КАГАРЛИЦКИЙ: Да, действительно, это третья тема, она не стратегический характер носит, а скорее тактический. Но понятно, что вытеснение России из этих зон продолжается. Кстати говоря, в общем, я думаю, будет происходить и вытеснение России из Украины таким же точно образом. К этому, кстати, все идет уже, и украинские власти не слишком это скрывают. И это по существу следующий рубеж расширения НАТО на восток и юго-восток, которое затрагивает интересы России таким же точно образом. И здесь, скорее всего, существует риск повторения той же истории, которая произошла в Восточной Европе, то есть Россия, скорее всего, свои позиции все-таки сдаст. Вопрос в том, получит ли Россия за это какие-либо компенсации. И похоже, что сейчас российское руководство не испытывает большой уверенности, что Запад какие-либо компенсации готов предоставить, поэтому опять же старается тянуть время.

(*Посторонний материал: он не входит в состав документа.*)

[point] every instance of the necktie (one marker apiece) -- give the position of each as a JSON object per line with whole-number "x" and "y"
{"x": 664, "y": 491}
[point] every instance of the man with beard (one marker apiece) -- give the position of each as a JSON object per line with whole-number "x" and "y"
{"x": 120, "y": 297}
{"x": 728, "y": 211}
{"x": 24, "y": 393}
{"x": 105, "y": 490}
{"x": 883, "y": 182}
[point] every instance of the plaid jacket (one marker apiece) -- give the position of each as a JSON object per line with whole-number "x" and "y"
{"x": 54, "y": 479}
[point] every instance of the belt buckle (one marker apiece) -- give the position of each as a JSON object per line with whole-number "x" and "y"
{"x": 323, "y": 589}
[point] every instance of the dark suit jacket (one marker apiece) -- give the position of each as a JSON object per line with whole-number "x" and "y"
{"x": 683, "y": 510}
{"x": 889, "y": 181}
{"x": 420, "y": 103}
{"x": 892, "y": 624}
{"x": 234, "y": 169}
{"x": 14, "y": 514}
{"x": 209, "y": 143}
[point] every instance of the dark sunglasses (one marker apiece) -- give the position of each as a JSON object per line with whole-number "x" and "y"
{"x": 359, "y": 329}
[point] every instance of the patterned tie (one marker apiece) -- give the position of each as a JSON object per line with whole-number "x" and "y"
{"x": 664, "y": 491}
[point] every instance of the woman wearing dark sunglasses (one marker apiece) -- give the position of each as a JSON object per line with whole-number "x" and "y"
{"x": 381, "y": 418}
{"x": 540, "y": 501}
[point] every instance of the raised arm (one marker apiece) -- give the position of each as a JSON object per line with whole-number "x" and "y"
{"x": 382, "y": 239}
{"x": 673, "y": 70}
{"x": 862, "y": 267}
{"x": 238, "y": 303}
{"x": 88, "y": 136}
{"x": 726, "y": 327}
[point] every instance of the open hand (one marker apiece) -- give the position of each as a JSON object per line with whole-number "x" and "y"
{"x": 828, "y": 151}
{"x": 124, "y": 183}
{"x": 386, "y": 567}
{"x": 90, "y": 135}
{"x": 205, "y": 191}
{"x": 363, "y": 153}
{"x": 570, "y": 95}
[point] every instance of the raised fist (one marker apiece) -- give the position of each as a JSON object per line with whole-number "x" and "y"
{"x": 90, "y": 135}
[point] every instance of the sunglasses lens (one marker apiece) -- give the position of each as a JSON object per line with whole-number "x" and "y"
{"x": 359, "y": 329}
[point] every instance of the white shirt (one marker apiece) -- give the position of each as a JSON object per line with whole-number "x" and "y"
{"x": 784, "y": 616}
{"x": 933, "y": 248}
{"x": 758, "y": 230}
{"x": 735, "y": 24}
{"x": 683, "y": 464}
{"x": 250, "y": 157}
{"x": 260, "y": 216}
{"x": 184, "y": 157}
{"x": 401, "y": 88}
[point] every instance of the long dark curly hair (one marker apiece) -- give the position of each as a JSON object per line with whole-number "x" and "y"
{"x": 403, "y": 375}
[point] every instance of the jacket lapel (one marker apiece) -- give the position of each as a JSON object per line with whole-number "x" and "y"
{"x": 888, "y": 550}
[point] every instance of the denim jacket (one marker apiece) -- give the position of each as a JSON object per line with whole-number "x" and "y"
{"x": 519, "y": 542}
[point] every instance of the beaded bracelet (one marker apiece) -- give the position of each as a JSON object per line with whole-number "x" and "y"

- Российское руководство часто упрекают в том, что оно исправляет уже совершенные ошибки, но никогда не может возможные ошибки просчитать. То есть мы всегда работаем не на опережение, а мы как бы задним умом крепки. Насколько в данной ситуации такое определение соответствует действительности?
КАГАРЛИЦКИЙ: Дело-то ведь не в том, хорошая или плохая внешняя политика, а в том, что российское государство, несмотря на уже 13 постсоветских лет, все-таки до конца не определилось со своей стратегией, своими интересами. Это отчасти связано с внутренними проблемами, которые не решены, несмотря на все заявления о наших успехах. Ведь дипломатия любая хороша, когда она является продолжением какого-то курса, ведущегося внутри страны. Несмотря на большие декларации о том, что у нас серьезные перемены и так далее, на самом деле страна находится в дрейфе, она плывет достаточно стихийно, она держится на плаву, потому что у нас есть дорогая нефть и некоторые другие обстоятельства, которые пока нам благоприятствуют, инерция экономического роста и т. д. И в этой ситуации выработать активную, наступательную внешнюю политику очень трудно. Поэтому Министерство иностранных дел и все остальные структуры, которые так или иначе завязаны на внешнюю политику, они работают, что называется, в текущем режиме, то есть они сталкиваются с какими-то конкретными проблемами и их по мере поступления решают.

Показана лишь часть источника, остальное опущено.